Now, though, the fighting had moved east. Too much of it was right in this neighborhood. The Japanese special naval landing forces didn’t yield ground till they had to. By the pounding U.S. forces were giving them, they would have to before long. In the meanwhile, though…

In the meanwhile, what had been a quiet, prosperous residential street turned into a good approximation of hell. Shells burst all the time. Machine guns stuttered and chattered. Rifles barked. Planes flew low overhead, strafing anything Japanese that moved-and anything that moved that might be Japanese. Coming out would have been suicidal. Kenzo had long since lost track of how many bullets tore through the house above them.

Mrs. Sundberg cried softly. “Everything we worked so long and hard to build and get…” she choked out.

“Not everything,” her husband said. “We’re still here. Things are just-things.” He’d always struck Kenzo as a sensible man.

“What do we do if the house catches fire?” Elsie asked.

“Get out as best we can and pray,” Mr. Sundberg answered bleakly. “That’s the one big worry I’ve got.”

There were smaller ones. Mr. Sundberg had dug that narrow trench to a latrine pit. People used it when they couldn’t go up above. It wasn’t pleasant, or anything close to pleasant. He’d stowed bottles of water down below, but not a whole lot of food. Everybody got hungry and cranky. Kenzo also felt very much the odd man out. Elsie’s folks were polite about it-he didn’t think he’d ever seen them less than polite. But they and Elsie made a group he wasn’t fully part of.

Her father joked about it: “If you can put up with her here, Ken, you’ll never have to worry about it again.”

“I think you’re right,” Kenzo answered. He and Elsie slept huddled together. So did her parents. They had no room for anything less intimate. Mr. and Mrs. Sundberg didn’t say boo. They had to know he’d really slept with Elsie, but they didn’t let on.

And then the firing got worse. Kenzo hadn’t thought it could.
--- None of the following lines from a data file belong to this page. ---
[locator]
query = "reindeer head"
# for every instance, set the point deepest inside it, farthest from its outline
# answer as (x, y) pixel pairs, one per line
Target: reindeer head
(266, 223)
Japanese soldiers were right outside. They shouted back and forth to one another, trying to set up a defensive line. They sounded excited and frightened, but still full of fight.

Maybe one of them smelled the stink from the latrine pit. He came over and shouted, “Who’s in there?” Elsie and her folks couldn’t understand the words, but the tone made them gasp with fright. Kenzo was scared almost out of his wits, too-almost, but not quite. Trying to sound as gruff as he could, he barked, “This is a holdout position. Get lost, you baka yaro, or you’ll give it away.”